O tempo é um elemento do qual não se é possível fugir ao se falar sobre "De olhos bem fechados", o último filme do celebrado e mítico Stanley Kubrick. Foi em 1960 que o cineasta conheceu o livro "Traumnovelle", de Arthur Schnitzler - durante as sessões de terapia a que foi submetido em conjunto com Kirk Douglas para que resolvessem seus problemas de relacionamento nas filmagens de "Spartacus". Foi em 1971 que o presidente da Warner Bros, John Calley, anunciou que a adaptação da obra seria o próximo trabalho do diretor - uma informação que não revelou-se verdade, uma vez que a honra de suceder "Laranja mecânica" (1971) ficou com "Barry Lyndon" (1975). Foi no começo dos anos 1990 que o lendário homem por trás de "2001: uma odisseia no espaço" (1968) resolveu voltar a seu projeto de estimação quando Steven Spielberg anunciou "A lista de Schindler" (1993) - com tema bastante similar a "Aryan papers", cuja produção estava disposto a começar. Foi em novembro de 1996 que finalmente começaram as filmagens que se estenderiam por 400 dias - um recorde registrado no Guinnes Book, que nem considerou a pós-produção de quase um ano. E foi apenas quatro dias depois de mostrar sua versão do filme aos executivos do estúdio (ainda não completamente finalizada) que o mundo foi pego de surpresa com a notícia de sua inesperada morte - quatro meses antes da estreia oficial de uma mais esperadas produções cinematográficas da década.

Estrelado pelo então casal real de Hollywood - Tom Cruise e Nicole Kidman - e cercado por expectativas estratosféricas (assim como por um mistério que se estendeu até o lançamento), "De olhos bem fechados"se beneficiou do hype em torno do nome do diretor e do reencontro dos protagonistas sete anos depois do esquecível "Um sonho distante": mesmo sem muitas pistas a respeito da trama e das intenções comerciais do filme (nem mesmo o famoso trailer ao som de Chris Isaack entregava qualquer dica), o público correu às salas de exibição para conferir o resultado das cansativas e controversas filmagens que mantiveram Cruise e  Kidman presos na Inglaterra por mais de um ano - a ponto de atrasar outras produções da dupla, como "Da magia à sedução" e"Missão: impossível II" (finalmente lançado em 2000). Primeiro filme de Kubrick a estrear em primeiro lugar nas bilheterias dos EUA, "De olhos bem fechados" terminou sua carreira internacional com mais de 160 milhões de dólares em caixa - nada mal para uma produção adulta e com um tema tão controverso quanto... sexo.

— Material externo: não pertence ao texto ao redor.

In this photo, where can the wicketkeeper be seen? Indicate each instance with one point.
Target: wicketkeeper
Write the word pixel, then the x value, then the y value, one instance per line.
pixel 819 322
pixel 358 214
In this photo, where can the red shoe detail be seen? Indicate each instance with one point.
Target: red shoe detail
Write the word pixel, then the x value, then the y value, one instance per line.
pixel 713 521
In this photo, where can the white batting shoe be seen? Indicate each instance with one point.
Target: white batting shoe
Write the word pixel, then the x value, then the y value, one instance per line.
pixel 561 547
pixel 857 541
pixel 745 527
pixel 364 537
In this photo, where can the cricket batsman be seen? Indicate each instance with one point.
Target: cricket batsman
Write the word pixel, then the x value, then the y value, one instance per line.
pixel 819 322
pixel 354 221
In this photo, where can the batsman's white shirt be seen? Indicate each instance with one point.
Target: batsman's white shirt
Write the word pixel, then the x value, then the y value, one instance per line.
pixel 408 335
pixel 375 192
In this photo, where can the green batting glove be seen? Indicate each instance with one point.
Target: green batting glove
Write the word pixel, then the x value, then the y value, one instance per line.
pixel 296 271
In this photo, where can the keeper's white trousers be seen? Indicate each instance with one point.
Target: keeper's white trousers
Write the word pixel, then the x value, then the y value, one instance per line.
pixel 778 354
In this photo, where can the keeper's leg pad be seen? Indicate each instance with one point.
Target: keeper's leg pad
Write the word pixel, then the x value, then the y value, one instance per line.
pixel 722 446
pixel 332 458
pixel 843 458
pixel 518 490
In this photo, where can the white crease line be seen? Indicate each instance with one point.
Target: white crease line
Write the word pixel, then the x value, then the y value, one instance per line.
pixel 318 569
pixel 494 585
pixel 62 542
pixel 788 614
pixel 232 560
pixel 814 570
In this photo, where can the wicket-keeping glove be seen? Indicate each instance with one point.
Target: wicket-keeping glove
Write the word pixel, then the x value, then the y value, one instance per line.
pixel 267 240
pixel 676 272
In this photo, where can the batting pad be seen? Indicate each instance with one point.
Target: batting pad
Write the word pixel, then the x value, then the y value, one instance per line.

Sim, sexo está na base e na origem de "De olhos bem fechados". Já adaptada anteriormente (para a televisão austríaca, em 1969, e em um filme italiano chamado "Ad un pas dall'aurora"), a novela de Schnitzler - discípulo de Freud - acompanha a obsessiva jornada de um médico, William Harford (Tom Cruise), por uma aventura sexual que o faça esquecer (ao menos momentaneamente) a confissão da bela esposa, Alice (Nicole Kidman), de que quase o traiu em uma viagem romântica. Cego de decepção - afinal sua vida matrimonial parecia sólida e imune a qualquer tipo de traição -, Harford busca um encontro casual, mas acaba envolvido (como penetra) em uma misteriosa orgia com participantes mascarados, senhas e uma atmosfera de perigo constante. Perseguido pela paranoia, ele refaz os passos da noite, o que inclui encontros com uma jovem prostituta e com uma adolescente envolvida com dois homens mais velhos. Nesse meio tempo, passa a desconfiar que está correndo o risco de ser vítima da violência dos organizadores da orgia - como aconteceu com um amigo músico e com uma bela mulher que tentou alertá-lo sobre os perigos da festa.


 A trama de Schnitzler, seguida com razoável fidelidade pelo roteiro do diretor e Frederic Raphael, não é das mais empolgantes em termos de ação. Porém, é fascinante como o cineasta é capaz de cobrir o enredo com uma atmosfera de pesadelo, sublinhada pela trilha sonora de Jocelyn Pook (indicada ao Globo de Ouro) e pela edição quase contemplativa de Nigel Galt. Se Tom Cruise não é um grande ator nem mesmo sob o comando de alguém exigente como Kubrick, o mesmo não pode ser dito de Nicole Kidman - em um de seus papéis mais importantes antes do divórcio do galã, a atriz mostra que beleza e talento podem tranquilamente caminhar juntos, e mesmo sem muita participação na segunda metade do filme, rouba a cena sem cerimônia na primeira parte (cujo desfecho é a cena em que confessa o adultério cogitado). Kubrick - que considerava "De olhos bem fechados" seu melhor filme - conduz seu último trabalho como um maestro, enfatizando aqui e acolá a complexidade de seus personagens com a sutileza de um veterano. É surpreendente que, antes que chegasse à conclusão sobre sua própria visão do enredo, tenha tido ideias tão excêntricas quanto a de tratá-lo como uma comédia.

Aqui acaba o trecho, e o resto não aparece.